House approves funding bill with just a day until shutdown: The House easily passed a $1.3 trillion spending package on Thursday, sending legislation to the Senate that would prevent a shutdown and deliver the largest federal spending increase in years.

Lawmakers approved the bill in a 256-167 vote on Thursday, with majorities in each caucus backing the measure. Ninety Republicans and 77 Democrats voted against the bill. A large numbers of conservative Republicans were among those voting no over the measure's massive price tag and the lack of transparency in the bill-writing process.

Conservative unrest came close to knocking the bill out during a procedural vote on Thursday on the rule governing debate. An unusually high number of Republicans -- 25 -- voted against their own party's rule and in defiance of President Trump, who had publicly backed the package.

The Hill's Juliegrace Brufke tells us how conservative unrest came close to knocking the bill out during a procedural vote, and more on how the deal came together.


READ: The 2,232-page spending bill.


Washington waits to see what Rand will do: As the Senate barrels toward the third government funding deadline of the year, Republicans appear in the dark about one key question: 

The libertarian-minded senator caused an hours-long shutdown in February. He's yet to say if he'll give a repeat performance going into the midnight Friday deadline to avoid a partial closure.

"Shame, shame. A pox on both Houses -- and parties. $1.3 trillion. Busts budget caps. 2200 pages, with just hours to try to read it," he tweeted on Thursday.

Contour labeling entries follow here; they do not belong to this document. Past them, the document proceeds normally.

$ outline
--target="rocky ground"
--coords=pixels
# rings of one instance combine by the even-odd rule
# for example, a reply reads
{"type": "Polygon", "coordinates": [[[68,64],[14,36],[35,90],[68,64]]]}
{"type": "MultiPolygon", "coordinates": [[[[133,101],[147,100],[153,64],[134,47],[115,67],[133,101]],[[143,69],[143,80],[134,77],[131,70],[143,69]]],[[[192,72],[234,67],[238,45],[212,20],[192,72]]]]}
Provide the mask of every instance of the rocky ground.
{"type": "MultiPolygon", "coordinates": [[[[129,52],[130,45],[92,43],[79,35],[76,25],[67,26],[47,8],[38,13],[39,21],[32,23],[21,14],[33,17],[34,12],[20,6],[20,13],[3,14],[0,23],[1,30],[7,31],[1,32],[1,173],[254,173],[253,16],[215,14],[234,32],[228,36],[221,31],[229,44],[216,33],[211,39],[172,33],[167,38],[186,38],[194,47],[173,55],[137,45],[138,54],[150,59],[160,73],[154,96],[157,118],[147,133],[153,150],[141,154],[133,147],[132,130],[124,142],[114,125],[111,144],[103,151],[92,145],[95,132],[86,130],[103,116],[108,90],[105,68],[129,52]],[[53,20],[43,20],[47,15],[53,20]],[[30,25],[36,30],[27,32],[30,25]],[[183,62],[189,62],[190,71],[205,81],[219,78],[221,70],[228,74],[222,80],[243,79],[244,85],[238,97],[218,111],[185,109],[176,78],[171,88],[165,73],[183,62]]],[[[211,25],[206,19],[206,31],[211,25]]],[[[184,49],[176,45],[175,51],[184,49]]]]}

  • "There are a lot of people who are going to put pressure on him," said Sen. David Perdue (R-Ga.).


Under the Senate's rules the earliest the chamber could hold an initial vote would be early Saturday morning -- roughly an hour after the midnight deadline to avoid a partial government closure.

Highlights from the spending bill

  • The bill rejects President Trump's proposal to slash the Environmental Protection Agency (EPA) budget by 31 percent. Senior lawmakers chose to give the agency $8.1 billion for fiscal 2018, keeping it at the same funding level as 2017.
  • The omnibus would provide $700 billion for defense spending in fiscal 2018, an $80 billion increase over caps that were lifted as part of a budget deal.


To round it all out, The Hill's Melanie Zanona put together a list of the biggest winners and losers from the funding bill.


Merge Wars: The government and AT&T delivered their opening arguments Thursday in the trial over the telecom giant's proposed $85 billion merger with Time Warner.

Justice Department attorney Craig Conrath focused on the "ability and incentive" AT&T would have to use popular Time Warner programming -- which includes HBO shows, March Madness, NBA games and more -- to hurt competition. And he warned that consumers could end up paying more for television subscriptions.

But Daniel Petrocelli, the lead attorney for the merging companies, dismissed that argument as "preposterous," saying that AT&T's business relies on finding innovative ways to distribute content to consumers.

"We're not trying to suppress or impede this transformation," Petrocelli said. The Hill's Harper Neidig takes us inside the courtroom.



  • Citibank announced Thursday that it will start requiring clients to place some restrictions on gun sales, including banning the sale of firearms to anyone under the age of 21.
  • The Government Accountability Office in a new report called on financial regulators to collaborate on the best ways to manage emerging financial technology applications.
  • The $1.3 trillion spending deal includes language to prevent employers from being able to steal workers' tips under the Labor Department's controversial tip-pooling rule.